Ask the readers: «In a housing complex of stratum 4 houses the administration intends to increase the administration fees according to the number of people living in each house and also increased the quota because some houses expanded, but did not legalize the modified footage of the house. Is this legal?»
First of all, The administration has no power to increase the value of the administration feesand less if it deviates from what is established in the respective horizontal property regulations and Law 675 of 2001. What the administrator does is prepare the budget and of course the expenses have nothing to do with the number of inhabitants of each private unit .
Although his claim is apparently based on the fact that a greater number of people use common goods and services more (for example, swimming pools, elevators, toilets and security, as happens in many tourist housing complexes), the truth is que the Law orders that the common expenses depend on the co-ownership coefficients and/or of the contribution modules, as the case may be, and, finally, in accordance with what the regulation indicates.
Regarding the common expenses that the owners of properties with extensions must pay, the answer is similar. The administrator could be right, since the additional square meters built were not taken into account when determining the coefficients, but it is not his legal attribution and, in any case, first you have to obtain the construction license (reform and extension) in one of the urban curatorships or planning officeas the case may be, and then the assembly has to approve the reform of the horizontal property regulation and this act, be elevated to a public deed and registered in the Public Instruments Registry Office.
It is necessary to thoroughly review each situation to establish the corresponding procedure that, in many cases, will begin with an approach to the people who made extensions to their homes or they could acquire them already reformed, thus initiating the solution of the conflict.
It should be remembered that, in the case of compliance with urban regulations, The only solutions would be to legalize the buildings complying with these, both within the co-ownership and before the aforementioned entities, or demolishing what was built without a license.

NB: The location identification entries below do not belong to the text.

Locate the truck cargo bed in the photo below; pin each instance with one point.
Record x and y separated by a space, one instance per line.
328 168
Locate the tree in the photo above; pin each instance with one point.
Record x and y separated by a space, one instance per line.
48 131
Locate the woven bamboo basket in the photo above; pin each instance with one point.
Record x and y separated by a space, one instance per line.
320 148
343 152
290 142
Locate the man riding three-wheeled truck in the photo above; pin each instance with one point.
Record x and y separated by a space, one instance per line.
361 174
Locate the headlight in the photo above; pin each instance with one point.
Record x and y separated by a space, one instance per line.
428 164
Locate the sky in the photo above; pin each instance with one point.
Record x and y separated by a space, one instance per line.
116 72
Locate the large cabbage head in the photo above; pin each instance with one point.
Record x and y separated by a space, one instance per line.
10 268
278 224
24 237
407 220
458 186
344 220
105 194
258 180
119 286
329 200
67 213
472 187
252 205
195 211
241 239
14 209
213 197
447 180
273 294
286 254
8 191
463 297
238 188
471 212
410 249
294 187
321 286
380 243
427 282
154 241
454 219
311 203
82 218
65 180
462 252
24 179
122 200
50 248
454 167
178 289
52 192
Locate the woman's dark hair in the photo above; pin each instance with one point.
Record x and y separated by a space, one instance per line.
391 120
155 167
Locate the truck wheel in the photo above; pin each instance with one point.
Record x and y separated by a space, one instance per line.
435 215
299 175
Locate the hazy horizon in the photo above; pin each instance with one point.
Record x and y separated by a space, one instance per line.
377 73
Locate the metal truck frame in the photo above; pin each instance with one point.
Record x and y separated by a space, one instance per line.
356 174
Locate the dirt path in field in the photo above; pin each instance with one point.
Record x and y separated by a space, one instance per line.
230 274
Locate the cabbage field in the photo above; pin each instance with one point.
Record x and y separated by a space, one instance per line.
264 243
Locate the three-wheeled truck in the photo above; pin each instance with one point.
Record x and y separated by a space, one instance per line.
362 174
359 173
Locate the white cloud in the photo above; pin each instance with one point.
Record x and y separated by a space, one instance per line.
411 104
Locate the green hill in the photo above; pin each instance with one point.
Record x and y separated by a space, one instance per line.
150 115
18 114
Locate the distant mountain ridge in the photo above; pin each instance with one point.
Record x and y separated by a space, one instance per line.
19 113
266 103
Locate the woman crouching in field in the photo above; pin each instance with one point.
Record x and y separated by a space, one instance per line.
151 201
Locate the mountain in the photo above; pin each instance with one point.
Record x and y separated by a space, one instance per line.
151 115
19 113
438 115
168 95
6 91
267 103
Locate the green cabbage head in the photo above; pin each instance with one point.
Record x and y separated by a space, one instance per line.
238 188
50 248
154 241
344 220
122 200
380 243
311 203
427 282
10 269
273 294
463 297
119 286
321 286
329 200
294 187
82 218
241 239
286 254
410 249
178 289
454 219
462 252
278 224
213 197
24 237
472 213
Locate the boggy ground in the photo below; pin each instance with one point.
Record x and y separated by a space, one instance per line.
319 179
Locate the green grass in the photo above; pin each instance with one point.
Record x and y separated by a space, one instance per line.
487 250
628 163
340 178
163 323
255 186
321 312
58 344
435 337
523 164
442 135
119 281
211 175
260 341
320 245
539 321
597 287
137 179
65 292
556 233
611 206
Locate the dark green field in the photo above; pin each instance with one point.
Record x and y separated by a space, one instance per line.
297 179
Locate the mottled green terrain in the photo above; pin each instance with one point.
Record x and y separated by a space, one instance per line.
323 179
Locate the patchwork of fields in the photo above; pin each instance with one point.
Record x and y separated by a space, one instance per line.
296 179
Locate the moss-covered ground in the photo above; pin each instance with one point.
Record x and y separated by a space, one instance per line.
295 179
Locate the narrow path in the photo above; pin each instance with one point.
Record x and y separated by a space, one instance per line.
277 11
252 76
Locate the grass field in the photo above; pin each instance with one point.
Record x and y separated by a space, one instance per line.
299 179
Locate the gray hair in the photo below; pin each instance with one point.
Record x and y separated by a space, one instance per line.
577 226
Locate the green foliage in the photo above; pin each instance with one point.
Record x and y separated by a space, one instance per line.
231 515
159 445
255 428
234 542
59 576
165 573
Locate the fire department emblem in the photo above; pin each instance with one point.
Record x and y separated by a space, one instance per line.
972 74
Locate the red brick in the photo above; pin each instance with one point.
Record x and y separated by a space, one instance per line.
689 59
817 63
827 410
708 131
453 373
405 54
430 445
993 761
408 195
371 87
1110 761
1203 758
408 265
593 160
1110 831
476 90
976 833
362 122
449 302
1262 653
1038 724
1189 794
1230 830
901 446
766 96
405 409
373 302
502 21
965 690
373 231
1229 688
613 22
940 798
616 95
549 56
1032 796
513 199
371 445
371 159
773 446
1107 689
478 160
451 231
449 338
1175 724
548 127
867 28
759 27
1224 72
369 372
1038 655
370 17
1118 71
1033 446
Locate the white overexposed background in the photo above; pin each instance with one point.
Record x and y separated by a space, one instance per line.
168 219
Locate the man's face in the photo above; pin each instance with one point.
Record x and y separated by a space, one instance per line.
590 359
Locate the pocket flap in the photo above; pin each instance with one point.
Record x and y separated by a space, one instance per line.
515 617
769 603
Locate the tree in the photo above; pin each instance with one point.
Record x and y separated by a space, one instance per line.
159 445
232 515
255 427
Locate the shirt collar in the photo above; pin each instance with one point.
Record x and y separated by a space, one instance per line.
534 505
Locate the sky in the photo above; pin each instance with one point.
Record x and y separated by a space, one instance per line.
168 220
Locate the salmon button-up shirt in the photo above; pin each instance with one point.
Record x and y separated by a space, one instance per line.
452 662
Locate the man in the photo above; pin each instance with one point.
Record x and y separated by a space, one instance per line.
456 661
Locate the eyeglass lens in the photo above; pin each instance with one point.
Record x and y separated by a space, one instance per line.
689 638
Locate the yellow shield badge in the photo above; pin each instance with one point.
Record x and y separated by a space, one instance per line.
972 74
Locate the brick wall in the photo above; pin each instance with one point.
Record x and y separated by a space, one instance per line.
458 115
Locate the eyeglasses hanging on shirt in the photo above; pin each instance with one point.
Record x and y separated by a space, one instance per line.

Payment of external services
«Legally I am obliged to pay an additional fee to the administration payment for a motorized vehicle that travels the streets of the sector and is outside the building?. Taking into account that the building has private surveillance and that it did not hire the motorized.»
If this service is not included in the budget, because it is external to the complex, in principle you do not have the obligation to assume it as such. However, the case must be evaluated from another point of view different from the horizontal property regime since the owners of the complexes benefit from the surveillance of their houses or apartments and, in certain events, these obligations derive from the owners’ associations or come from previous decisions of the assembly to give greater security to the complex.
On this aspect of solidarity and payment for services received, even if you do not have the quality of associate or are external to the horizontal property, The Constitutional Court has ruled on several occasions. Of interesting consultation is, for example, Judgment T-1750 of 2000.